Given the vector field $F(x,y,z)=(xy+2xz,x^2+y^2,xy-z)$ and the surface of the cylinder $x^2+y^2=4$ bound by the planes $z=y-2$ and $z=0$ calculate the outward flux.
So I tried to set up the surface integral by parameterizing the surface into two pieces $f(x,y,z)=(\sqrt{4-y^2},y,z)$ and $g(x,y,z)=(-\sqrt{4-y^2},y,z)$ and the bounds of integration y-2<z<0 and -2<y<2. I calculate the normal of the surface to be $(\pm 1, \frac{y}{\sqrt{4-y^2}},0)$ so then I calculate the unit normal to be $(\pm\frac{\sqrt{4-y^2}}{2},\frac{y}{2},0)$ and set up the integral and get $\int^2_{-2}\int^0_{y-2}4ydzdy$. But the correct answer is $-12\pi$. So my question is what should the correct integral be, and where am I going wrong?
Best Answer
First of all, it is always good practice to choose a parametrization that represents the whole surface.

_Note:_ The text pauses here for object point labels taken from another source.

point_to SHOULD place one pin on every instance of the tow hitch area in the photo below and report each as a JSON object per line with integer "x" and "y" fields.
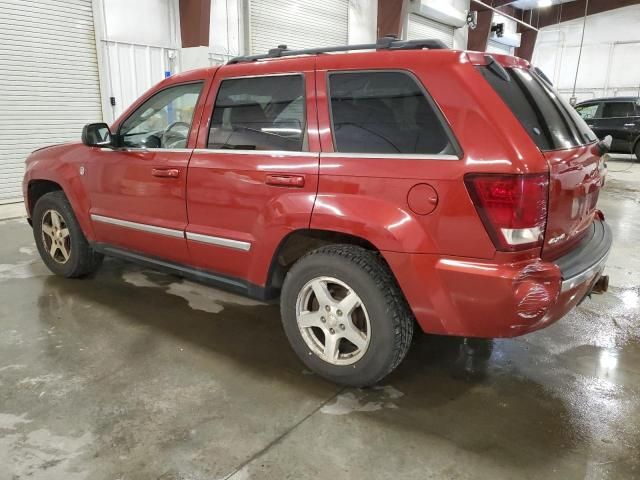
{"x": 602, "y": 285}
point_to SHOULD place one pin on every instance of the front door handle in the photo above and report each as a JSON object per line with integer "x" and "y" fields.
{"x": 165, "y": 172}
{"x": 295, "y": 181}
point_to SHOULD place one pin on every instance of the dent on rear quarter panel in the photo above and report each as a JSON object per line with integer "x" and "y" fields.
{"x": 61, "y": 164}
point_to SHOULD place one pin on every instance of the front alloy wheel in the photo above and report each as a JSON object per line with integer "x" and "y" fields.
{"x": 55, "y": 236}
{"x": 333, "y": 321}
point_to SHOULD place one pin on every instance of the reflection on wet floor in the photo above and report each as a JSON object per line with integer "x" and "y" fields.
{"x": 137, "y": 374}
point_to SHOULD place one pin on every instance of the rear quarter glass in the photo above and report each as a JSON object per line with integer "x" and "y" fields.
{"x": 549, "y": 120}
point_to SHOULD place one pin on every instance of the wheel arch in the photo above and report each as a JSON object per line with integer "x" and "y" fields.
{"x": 36, "y": 189}
{"x": 298, "y": 243}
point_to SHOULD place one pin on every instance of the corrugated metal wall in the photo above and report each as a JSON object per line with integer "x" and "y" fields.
{"x": 49, "y": 84}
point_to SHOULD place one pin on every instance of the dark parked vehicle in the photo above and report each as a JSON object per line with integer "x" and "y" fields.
{"x": 615, "y": 116}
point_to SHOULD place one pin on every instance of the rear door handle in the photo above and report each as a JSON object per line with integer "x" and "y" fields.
{"x": 165, "y": 172}
{"x": 295, "y": 181}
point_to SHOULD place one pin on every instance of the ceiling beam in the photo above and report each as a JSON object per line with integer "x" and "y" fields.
{"x": 572, "y": 10}
{"x": 501, "y": 3}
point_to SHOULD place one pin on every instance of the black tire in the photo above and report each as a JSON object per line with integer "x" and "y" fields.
{"x": 391, "y": 320}
{"x": 81, "y": 258}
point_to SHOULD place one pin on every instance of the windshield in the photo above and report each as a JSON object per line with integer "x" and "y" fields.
{"x": 548, "y": 119}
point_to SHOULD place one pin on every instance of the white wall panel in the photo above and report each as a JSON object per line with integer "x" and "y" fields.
{"x": 132, "y": 69}
{"x": 49, "y": 86}
{"x": 420, "y": 27}
{"x": 609, "y": 65}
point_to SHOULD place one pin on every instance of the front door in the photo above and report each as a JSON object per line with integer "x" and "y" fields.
{"x": 253, "y": 178}
{"x": 138, "y": 189}
{"x": 618, "y": 120}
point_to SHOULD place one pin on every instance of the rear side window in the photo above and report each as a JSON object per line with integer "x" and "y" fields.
{"x": 618, "y": 109}
{"x": 385, "y": 113}
{"x": 259, "y": 113}
{"x": 588, "y": 111}
{"x": 549, "y": 120}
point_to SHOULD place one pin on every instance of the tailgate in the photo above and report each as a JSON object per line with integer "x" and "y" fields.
{"x": 575, "y": 179}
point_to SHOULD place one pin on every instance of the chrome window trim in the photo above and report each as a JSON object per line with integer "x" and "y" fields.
{"x": 280, "y": 153}
{"x": 219, "y": 241}
{"x": 405, "y": 156}
{"x": 143, "y": 150}
{"x": 259, "y": 75}
{"x": 143, "y": 227}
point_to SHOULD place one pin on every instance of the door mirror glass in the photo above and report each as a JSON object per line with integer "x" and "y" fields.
{"x": 587, "y": 111}
{"x": 97, "y": 135}
{"x": 163, "y": 121}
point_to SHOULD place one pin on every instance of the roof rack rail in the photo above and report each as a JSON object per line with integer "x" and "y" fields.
{"x": 384, "y": 43}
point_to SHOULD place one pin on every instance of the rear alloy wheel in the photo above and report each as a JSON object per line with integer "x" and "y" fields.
{"x": 345, "y": 315}
{"x": 333, "y": 321}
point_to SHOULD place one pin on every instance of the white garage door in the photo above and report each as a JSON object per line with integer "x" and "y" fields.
{"x": 49, "y": 84}
{"x": 497, "y": 47}
{"x": 420, "y": 28}
{"x": 297, "y": 24}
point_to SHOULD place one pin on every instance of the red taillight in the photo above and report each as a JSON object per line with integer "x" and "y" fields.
{"x": 513, "y": 208}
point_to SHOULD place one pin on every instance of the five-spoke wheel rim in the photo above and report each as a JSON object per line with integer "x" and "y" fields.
{"x": 333, "y": 321}
{"x": 55, "y": 236}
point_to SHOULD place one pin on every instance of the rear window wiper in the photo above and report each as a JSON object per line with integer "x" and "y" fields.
{"x": 497, "y": 69}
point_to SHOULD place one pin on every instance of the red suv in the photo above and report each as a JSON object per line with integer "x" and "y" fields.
{"x": 366, "y": 190}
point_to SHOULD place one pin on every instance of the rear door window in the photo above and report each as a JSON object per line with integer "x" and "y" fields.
{"x": 588, "y": 111}
{"x": 385, "y": 113}
{"x": 618, "y": 109}
{"x": 259, "y": 113}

Secondly, $-12 \pi$ is incorrect answer unless there are typo in the question.
Thirdly, there must be mistakes how you arrived at the final integral. It does not simplify to what you wrote. Also note that if you do the dot product with unit normal vector, you will have to use a factor to map surface area element to area of the projection in yz plane. Here is the correct integral using your approach,
The unit normal vector is $ \hat n = \left(\cfrac{x}{2}, \cfrac{y}{2}, 0 \right)$
So, $\vec F \cdot \hat n = x^2 (y + z) + \cfrac{y^3}{2}$
Now using $x = \sqrt{4-y^2}$ and $ds = \sqrt{1 + (x')^2} \ dy \ dz$, the integral is,
$\displaystyle 2 \int_{-2}^2 \int_{y-2}^0 \left((4-y^2) (y + z) + \frac{y^3}{2} \right) \frac{2}{\sqrt{4-y^2}} \ dz \ dy$
$ = - 40 \pi$
In fact, you can confirm this result using divergence theorem.
Here is what would be a better parametrization given it is a cylinder,
$r(\theta, z) = (2\cos\theta, 2 \sin \theta, z), 0 \leq \theta \leq 2\pi, 2 \sin\theta - 2 \leq z \leq 0$
$r_{\theta} \times r_z = (2 \cos\theta, 2\sin\theta, 0)$
$ \vec F(x,y,z)=(xy+2xz,x^2+y^2,xy-z)$
So, $\vec F (r(\theta, z)) = (2 \sin2\theta + 4z \cos\theta, 4, 2 \sin2\theta - z)$
$\vec F \cdot (r_{\theta} \times r_z) = 4 \sin2\theta \cos\theta + 8 z \cos^2\theta + 8 \sin\theta$
So integral is,
$\displaystyle \int_0^{2\pi} \int_{2 \sin\theta - 2}^0 (4 \sin2\theta \cos\theta + 8 z \cos^2\theta + 8 \sin\theta) \ dz \ d\theta = - 40 \pi$
After you integrate wrt $z$ and while integrating wrt $\theta$, you can avoid integrating functions whose integral is zero over $(0, 2\pi)$. That should simplify working to some extent.